Friday, May 14, 2010

Using the Broken Pieces

One of the side benefits of the adults not doing much paid work around Casa Wabi is that we have all sorts of time to volunteer in the neighborhood. When we heard about a project to create a mosaic mural outside Big A's elementary school, we figured what the heck, we'd give it a try. Free, unskilled labor available! We came home that first day sunburned and smeared in thin set. We were both hooked.

Mosaic is like knitting, only sharper and dirtier. But both are addictive -- containing little, repetitive movements that get your brain humming in a pleasing rhythm where you lose track of time. And when you break that rhythm and step away, you get a pleasing second kick -- a look at that pattern writ large, whether it be in the form of a sock, or with mosaics, the bigger images popping out of the chaos of different shapes and colors.

Back home after volunteering, D. mentioned we had several large boxes of tile sitting in the garage. That's what he said, but what I immediately thought was: Tile I bought on sale during our kitchen renovation that ended up not being quite right. Tile I felt guilty about every time I came across the boxes, since it represented mistakes and waste. Tile I meant to donate to a local house-building charity, but never did.

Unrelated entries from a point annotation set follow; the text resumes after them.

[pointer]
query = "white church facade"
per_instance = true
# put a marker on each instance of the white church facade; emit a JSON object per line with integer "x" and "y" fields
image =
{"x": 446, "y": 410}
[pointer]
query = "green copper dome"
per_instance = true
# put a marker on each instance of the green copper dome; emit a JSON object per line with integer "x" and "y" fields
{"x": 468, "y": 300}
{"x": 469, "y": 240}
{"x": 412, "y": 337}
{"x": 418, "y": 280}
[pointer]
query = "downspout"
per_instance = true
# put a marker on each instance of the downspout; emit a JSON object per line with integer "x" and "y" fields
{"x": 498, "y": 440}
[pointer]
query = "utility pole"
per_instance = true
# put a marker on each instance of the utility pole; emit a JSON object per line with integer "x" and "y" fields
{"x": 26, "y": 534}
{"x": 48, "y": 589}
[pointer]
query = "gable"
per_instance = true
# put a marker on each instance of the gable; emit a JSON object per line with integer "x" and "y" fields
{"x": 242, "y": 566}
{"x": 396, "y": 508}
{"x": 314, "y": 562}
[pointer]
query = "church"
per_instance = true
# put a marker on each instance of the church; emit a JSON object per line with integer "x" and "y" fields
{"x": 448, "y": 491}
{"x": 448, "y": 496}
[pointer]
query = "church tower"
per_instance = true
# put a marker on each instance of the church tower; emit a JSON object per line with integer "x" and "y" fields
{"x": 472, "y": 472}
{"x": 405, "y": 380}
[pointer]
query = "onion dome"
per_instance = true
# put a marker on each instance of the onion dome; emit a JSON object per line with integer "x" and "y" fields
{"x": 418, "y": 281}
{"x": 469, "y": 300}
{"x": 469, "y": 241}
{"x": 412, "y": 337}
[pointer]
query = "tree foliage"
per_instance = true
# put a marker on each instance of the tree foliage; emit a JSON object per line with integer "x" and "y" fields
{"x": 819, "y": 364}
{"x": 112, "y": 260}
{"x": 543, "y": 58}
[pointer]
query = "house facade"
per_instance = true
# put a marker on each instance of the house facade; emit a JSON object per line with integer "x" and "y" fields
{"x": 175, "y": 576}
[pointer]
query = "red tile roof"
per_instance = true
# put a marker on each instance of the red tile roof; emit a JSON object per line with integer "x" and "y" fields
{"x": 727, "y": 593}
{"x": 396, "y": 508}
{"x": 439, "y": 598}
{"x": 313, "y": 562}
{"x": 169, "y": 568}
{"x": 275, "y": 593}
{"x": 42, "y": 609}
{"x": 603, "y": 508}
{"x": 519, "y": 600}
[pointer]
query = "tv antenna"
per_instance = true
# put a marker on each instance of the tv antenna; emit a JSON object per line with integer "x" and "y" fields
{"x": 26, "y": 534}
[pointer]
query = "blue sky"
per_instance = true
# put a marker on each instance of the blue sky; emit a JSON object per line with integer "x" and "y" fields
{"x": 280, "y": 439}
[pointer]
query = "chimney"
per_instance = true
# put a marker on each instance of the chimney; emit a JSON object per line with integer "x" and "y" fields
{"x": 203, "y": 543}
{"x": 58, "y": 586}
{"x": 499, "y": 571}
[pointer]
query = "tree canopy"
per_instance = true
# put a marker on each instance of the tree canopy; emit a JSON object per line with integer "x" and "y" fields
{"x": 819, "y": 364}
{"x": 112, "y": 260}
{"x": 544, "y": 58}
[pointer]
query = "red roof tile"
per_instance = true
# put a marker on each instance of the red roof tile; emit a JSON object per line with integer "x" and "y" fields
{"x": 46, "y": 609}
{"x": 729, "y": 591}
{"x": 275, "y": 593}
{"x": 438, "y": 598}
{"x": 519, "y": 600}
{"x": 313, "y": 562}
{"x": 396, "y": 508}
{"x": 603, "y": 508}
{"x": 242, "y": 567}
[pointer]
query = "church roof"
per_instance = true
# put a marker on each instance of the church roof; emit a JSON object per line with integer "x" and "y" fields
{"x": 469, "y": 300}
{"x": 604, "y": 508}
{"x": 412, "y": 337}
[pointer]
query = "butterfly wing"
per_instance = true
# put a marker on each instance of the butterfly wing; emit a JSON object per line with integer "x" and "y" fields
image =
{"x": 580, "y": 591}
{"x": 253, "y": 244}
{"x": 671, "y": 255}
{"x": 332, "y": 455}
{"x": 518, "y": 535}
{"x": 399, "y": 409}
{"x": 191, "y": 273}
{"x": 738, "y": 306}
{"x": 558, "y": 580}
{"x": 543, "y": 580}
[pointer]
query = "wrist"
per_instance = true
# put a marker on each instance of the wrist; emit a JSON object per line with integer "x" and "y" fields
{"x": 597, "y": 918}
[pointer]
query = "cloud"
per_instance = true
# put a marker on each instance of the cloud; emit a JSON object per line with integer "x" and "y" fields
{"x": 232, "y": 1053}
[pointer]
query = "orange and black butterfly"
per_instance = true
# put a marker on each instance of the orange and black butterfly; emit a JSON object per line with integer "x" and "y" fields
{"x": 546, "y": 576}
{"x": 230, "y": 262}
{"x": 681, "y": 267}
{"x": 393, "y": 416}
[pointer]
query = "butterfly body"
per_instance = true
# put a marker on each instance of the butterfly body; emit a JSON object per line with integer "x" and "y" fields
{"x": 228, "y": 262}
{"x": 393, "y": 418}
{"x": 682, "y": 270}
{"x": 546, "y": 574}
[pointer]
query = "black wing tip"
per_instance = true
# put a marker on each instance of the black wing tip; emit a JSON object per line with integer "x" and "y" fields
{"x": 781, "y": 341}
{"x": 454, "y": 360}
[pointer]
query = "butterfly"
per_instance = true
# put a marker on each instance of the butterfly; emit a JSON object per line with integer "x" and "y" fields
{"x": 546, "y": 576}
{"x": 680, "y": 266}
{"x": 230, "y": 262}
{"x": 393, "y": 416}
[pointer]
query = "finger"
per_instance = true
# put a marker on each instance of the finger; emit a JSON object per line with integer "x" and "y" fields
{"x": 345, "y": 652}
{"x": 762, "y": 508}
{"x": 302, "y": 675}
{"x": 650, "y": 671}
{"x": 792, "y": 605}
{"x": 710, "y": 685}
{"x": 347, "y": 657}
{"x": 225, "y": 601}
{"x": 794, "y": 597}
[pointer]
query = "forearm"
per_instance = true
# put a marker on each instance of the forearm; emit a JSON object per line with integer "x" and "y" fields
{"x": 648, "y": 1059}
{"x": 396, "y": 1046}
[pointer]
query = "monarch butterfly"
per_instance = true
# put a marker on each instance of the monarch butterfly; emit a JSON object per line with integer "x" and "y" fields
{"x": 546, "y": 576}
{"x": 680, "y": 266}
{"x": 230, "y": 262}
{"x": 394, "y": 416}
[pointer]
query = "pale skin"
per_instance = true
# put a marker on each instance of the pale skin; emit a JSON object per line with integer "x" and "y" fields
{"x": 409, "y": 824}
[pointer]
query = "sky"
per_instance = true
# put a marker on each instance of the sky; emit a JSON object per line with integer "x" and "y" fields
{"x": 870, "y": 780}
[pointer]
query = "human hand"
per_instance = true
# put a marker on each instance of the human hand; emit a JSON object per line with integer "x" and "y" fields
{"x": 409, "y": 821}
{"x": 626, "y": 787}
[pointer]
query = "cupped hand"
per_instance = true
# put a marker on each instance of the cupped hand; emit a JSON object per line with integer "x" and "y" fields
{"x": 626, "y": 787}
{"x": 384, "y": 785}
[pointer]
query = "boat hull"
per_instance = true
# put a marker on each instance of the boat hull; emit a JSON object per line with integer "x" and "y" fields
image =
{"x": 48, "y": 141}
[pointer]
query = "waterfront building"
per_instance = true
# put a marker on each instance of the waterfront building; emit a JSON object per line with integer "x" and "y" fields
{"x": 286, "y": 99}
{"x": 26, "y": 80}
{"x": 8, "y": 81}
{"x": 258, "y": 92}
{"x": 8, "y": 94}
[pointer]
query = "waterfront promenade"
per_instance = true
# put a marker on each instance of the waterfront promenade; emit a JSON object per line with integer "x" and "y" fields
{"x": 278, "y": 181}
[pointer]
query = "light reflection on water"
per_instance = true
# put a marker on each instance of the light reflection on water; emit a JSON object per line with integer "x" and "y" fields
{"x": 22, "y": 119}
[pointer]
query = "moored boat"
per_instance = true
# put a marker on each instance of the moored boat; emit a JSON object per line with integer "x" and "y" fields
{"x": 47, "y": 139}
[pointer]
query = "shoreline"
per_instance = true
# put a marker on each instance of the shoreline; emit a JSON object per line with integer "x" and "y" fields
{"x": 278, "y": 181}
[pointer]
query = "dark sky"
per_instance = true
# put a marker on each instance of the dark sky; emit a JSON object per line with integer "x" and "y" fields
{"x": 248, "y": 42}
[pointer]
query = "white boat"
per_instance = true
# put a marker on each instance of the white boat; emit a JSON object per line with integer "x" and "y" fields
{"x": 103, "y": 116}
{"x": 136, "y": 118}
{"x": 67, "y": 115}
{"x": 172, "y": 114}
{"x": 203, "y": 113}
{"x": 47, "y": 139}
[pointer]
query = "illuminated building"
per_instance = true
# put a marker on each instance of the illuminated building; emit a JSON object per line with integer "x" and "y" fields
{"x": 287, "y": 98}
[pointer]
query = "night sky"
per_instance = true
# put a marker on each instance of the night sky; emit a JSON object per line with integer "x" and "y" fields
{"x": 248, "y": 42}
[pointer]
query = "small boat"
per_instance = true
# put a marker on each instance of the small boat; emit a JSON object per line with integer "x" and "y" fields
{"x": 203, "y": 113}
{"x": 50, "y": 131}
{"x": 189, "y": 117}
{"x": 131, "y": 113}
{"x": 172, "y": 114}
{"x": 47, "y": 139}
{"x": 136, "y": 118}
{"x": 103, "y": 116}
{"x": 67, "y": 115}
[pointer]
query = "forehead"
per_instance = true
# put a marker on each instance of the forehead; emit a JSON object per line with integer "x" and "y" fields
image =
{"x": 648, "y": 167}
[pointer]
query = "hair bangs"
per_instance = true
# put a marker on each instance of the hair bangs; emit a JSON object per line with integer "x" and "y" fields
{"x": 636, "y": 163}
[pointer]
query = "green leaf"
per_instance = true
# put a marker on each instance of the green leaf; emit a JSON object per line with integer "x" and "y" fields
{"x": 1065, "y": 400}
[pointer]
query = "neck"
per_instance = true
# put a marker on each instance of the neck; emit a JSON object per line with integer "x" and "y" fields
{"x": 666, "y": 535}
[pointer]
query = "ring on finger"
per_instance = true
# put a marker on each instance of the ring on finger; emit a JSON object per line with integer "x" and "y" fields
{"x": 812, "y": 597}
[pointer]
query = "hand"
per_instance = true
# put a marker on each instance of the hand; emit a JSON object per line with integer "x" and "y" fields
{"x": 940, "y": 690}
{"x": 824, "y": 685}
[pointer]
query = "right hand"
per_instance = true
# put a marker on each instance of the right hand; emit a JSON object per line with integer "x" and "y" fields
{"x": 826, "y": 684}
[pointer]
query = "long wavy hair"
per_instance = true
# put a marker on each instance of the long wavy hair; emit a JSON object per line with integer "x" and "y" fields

Then D. pointed at the large concrete wall in the backyard -- something we've also meant to spruce up for years. And it all came together suddenly -- for the cost of a bag of thin set and a handful of other materials, we could mosaic the wall. It's a big wall and will take time. But we can do it together. We can take out the regret and turn it into something else. No perfection required, since mosaic is all about using the broken pieces.

Let's just say that process is pleasure and hope to a person like me, who can only sidle up to things like hope, making squinty glances at it from the corner of my eye.

This is what we've done so far:

Wednesday, April 14, 2010

Times that Walk from You

There is something particularly MIDLIFE about realizing the newest music on your Ipod was discovered by you more than five years ago. Sure, things caught your ear since that last download -- a song on a television show, in the bumper of a radio program. But you were squashed flat then, not energetic or curious enough to accept the invitation. You didn't go searching. The chances passed away along with the days and no new music there to mark them.

Live long enough and we all have times like this. Yet now I find myself awake again, in an unusually wet Northern California spring when I just turned thirty nine. I download new music and listen while I run along the bike path next to Big A, who just got the training wheels taken off her bike. My knees ache as she pedals. I'm not fast or particularly in shape. But it still feels really good to get out there and be aware of every step. I feel awake.

The world remains full of car accidents and hurtling asteroids. My house still sits on the left side of the Hayward Fault. Inside the house newer cracks menace: My father in law has been seriously ill and my husband and his family haven't dealt well. D., my husband, lost his job, found another, and then lost that one -- all within a span of six months. My freelance work dried up at the same time. Not that my freelance work, even when gangbusters, would ever approach covering our mortgage payment.

I chose not to be scared during the first bout of D.'s joblessness, but now that's hard to swing. The severance package is eaten fast by regular expenses. Worse, my husband fell apart -- depressed, anxious, not sleeping. Lashing out at me during his father's illness. Vacillating between panic about our inevitable financial doom and announcements that now would be a great time to blow thousands of dollars on impromptu, extravagant vacations. Turns out D. secretly went off his meds at the worst possible time. Now he's medicated again, but damage has been done.

Honestly, I don't know what comes next. Do we lose the house? Leave California? Is our marriage destined for the ditch? I can't tell. I do not know. I cannot scrounge a magic coin to throw into the wishing well.

But there's the music, all that new music. From the Ipod and also preschool. Songs of longing, loss and loving. Stories of lady bugs and Easter Sunday. We sang these songs and dug a new garden for vegetables and flowers. The girls are screaming, whirling, laughing. And I'm relearning how to join in.